When Bailey McCain is attacked by scaled men in an alley, she is rescued by a group of drop-dead gorgeous strangers who claim to be something other than human and say they want to protect her. Before long, Bailey’s world is turned upside down: mythical creatures are real, ancient demons are bent on killing her, and she’s the mate of demi-god Talos.
Talos, son of Poseidon, doesn’t want a mate, even one who’s the other half of his soul. He’s determined to resist Bailey even though their bond will finally complete him. But demon plots, family secrets, and his meddling brothers combine to keep Bailey by his side.
But Bailey is keeping a secret from Talos–her late uncle left her a journal that puts their lives in danger. Can Bailey and Talos learn to trust each other, before it’s too late to save the Poseidon brothers and their mates?
Review: I have to start off my review by saying that I didn’t read the first book in this series, Poseidon’s Prophecy, and therefore felt that I was at a disadvantage. I think a lot of world building was done in that first book and that they author assumed that the reader had read it. Therefore, for a good chunk of Poseidon’s Fortune, I felt like I was missing a piece of the puzzle.

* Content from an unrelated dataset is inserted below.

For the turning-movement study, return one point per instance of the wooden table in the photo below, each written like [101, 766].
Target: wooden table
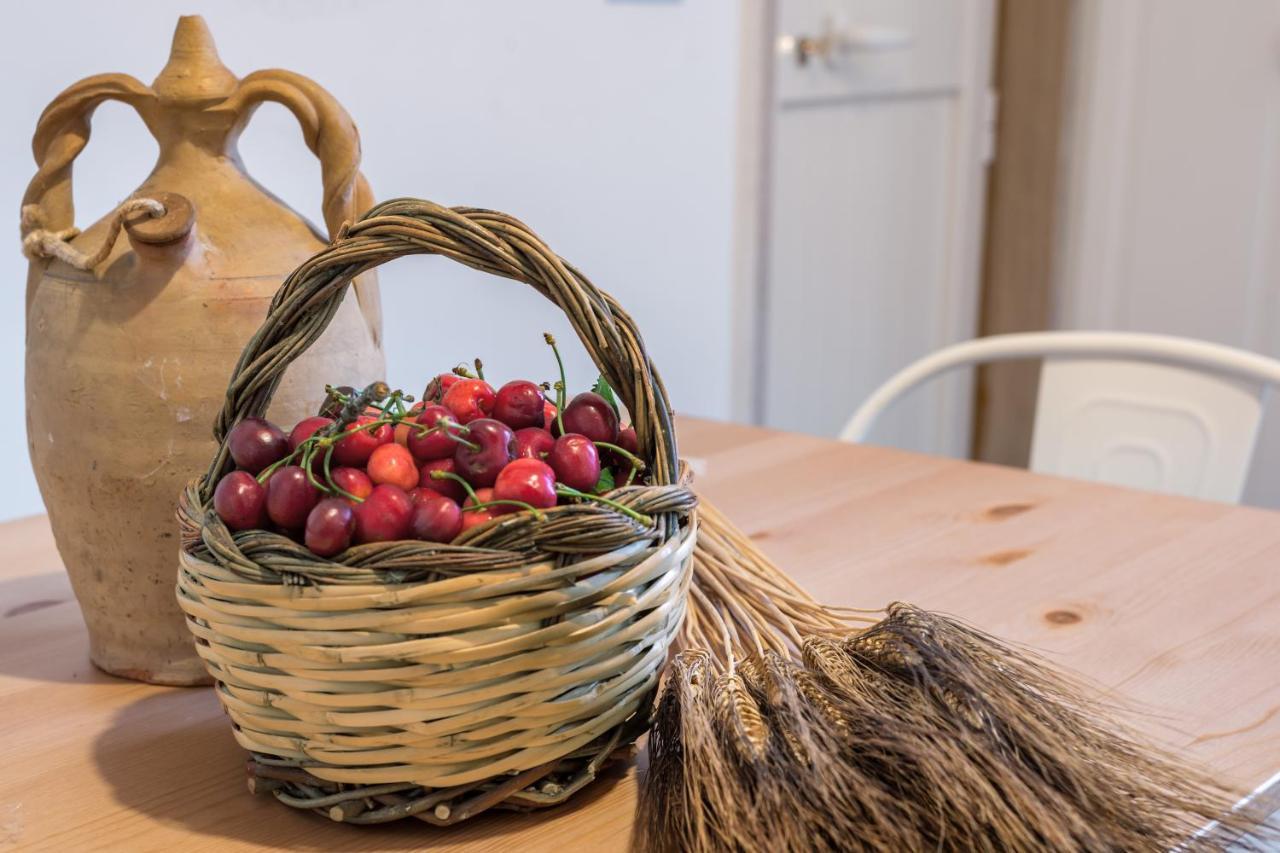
[1173, 603]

That said, I believe Ms Standifer has created an interesting mythology surrounding Poseidon’s sons. I just wish that it was a little more clear. I’m not sure, as I said before, if I missed something by not reading book one or if it was intentional, but in the end, I was still left hanging as there were unanswered questions in regards to the over-arcing plot line. But that said, I was intrigued enough to keep reading.
Now on to the romance of Bailey, a human, and Talos, a son of Poseidon. Both characters have their flaws, which isn’t unexpected. Both have trouble believing in this mate thing that has brought them together and then neither of them handle their relationship all that well. Talos’s issues mostly have to do with no experience in love or emotions, really. Bailey’s on the other hand are a trust thing. Since it is a romance, we know they’re going to make things work and getting there is interesting enough.
But what I think really knocks down my review score is the writing style. Now understand, I can be as sarcastic as the next person. But it seemed like everything that came out of Bailey’s mouth until the last chapter was sarcastic. I get it… it’s a defense mechanism. However, when it wasn’t just her but nearly every character, I got tired of it real fast.
All told, it wasn’t a bad story, it could use a little tweaking to make it better. Give the reader some back story so that it stands alone a little better. Put some variety in the characters so that they don’t seem so cookie-cutter. One day I may search out other books in the series, but right now it’s not high on my priority list.